On the other hand, the World Food Programme this year said the prevalence of undernourishment in the total population in Botswana between 2017 and 2019 is 15–24,9%. Undernutrition refers to insufficient intake of energy and nutrients to meet an individual’s needs to maintain good health.
“The prevalence of undernourishment (PoU) is an estimate of the proportion of the population whose habitual food consumption is insufficient to provide the dietary energy levels that are required to maintain a normal, active and healthy life,” says the World Food Programme.
Undernutrition measures progress towards Sustainable Development Goal Target 2.1 which aims to end hunger and ensure access by all people, in particular the poor and people in vulnerable situations, including infants, to safe, nutritious and sufficient food all year round by 2030.

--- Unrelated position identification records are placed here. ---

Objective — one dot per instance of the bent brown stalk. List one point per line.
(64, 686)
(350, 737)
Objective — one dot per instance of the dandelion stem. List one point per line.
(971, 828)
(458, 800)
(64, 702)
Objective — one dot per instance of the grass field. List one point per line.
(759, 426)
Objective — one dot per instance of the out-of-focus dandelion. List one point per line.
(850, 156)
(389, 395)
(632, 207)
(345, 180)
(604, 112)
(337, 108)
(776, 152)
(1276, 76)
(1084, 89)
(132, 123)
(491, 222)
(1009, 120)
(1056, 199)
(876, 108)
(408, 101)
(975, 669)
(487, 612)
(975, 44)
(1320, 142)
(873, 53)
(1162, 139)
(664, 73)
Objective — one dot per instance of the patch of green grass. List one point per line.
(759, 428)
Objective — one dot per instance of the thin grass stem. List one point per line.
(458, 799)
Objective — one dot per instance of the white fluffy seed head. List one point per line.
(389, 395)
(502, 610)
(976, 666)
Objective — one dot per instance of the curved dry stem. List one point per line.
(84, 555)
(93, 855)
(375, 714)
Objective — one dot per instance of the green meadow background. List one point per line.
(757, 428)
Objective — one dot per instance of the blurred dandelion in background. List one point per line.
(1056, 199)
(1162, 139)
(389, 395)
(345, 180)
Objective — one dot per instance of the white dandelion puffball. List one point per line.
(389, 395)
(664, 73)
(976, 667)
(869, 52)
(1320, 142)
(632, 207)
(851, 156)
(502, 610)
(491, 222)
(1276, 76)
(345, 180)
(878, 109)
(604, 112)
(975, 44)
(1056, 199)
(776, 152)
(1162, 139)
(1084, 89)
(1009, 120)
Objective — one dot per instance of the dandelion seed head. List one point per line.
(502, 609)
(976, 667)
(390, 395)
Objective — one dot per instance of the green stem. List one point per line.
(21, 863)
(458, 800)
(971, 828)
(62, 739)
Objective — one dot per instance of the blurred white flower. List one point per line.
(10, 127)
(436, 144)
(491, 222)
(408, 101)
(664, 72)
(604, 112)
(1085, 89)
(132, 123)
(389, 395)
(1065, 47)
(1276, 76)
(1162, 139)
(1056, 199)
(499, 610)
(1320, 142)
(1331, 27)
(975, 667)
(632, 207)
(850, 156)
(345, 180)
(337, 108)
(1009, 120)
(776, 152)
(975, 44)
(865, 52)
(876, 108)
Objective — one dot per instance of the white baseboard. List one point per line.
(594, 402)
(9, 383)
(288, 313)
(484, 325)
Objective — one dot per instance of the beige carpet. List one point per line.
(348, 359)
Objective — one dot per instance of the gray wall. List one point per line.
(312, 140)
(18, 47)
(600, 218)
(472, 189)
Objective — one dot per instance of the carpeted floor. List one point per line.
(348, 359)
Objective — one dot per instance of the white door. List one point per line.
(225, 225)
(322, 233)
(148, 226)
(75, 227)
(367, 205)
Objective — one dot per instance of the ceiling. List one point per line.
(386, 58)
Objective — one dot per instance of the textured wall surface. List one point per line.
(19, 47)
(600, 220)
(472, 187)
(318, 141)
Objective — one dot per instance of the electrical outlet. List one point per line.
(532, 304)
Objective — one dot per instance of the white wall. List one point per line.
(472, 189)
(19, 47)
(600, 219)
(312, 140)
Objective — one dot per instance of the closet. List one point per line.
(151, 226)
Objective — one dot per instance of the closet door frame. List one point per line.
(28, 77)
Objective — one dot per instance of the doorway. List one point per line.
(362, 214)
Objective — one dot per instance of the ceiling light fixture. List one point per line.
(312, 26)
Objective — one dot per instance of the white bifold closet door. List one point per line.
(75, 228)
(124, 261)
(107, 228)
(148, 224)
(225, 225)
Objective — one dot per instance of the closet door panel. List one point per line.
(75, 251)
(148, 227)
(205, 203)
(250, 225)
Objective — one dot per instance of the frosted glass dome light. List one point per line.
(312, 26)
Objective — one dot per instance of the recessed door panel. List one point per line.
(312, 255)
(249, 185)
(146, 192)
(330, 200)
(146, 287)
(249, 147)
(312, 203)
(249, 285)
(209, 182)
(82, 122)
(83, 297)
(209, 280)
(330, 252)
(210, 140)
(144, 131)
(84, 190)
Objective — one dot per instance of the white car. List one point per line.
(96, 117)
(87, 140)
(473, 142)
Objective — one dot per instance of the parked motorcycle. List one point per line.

According to Sepapi any hard policy strategy that can be formulated should not view obesity through a narrow prism of what people eat, but should also be on equal footing with physical activity. Although Botswana intends to introduce the sugar tax, Sepapi says it would be prudent if the government uses part of that money to address malnutrition problems.
The 2020 Global Nutrition Report Action on equity to end malnutrition highlighted that Botswana will not meet the 2025 global nutritional target of achieving “a 40% reduction in the number of children under-5 who are stunted”, adding that Botswana will also not be able to reduce and maintain childhood wasting to less than 5% by 2025.
The unprecedented Covid-19 pandemic is also expected to pose risks to the nutritional status and survival of young children in Botswana. Research suggests that malnutrition will surge because of declines in household incomes, changes in the availability and affordability of nutritious foods, and interruptions to health, nutrition, and social protection services.
According to the World Food Programme (WFP): “The Covid-19 pandemic also risks becoming a nutrition crisis, as overburdened healthcare systems, disrupted food systems and income loss prevent children and women from accessing nutritious diets and essential nutrition services, including those for the early detection and treatment of child wasting.”
Experts have also said that as the Covid-19 pandemic reaches countries such as Botswana with a high burden of child undernutrition, it is essential to include wasted children in the list of vulnerable groups to Covid-19.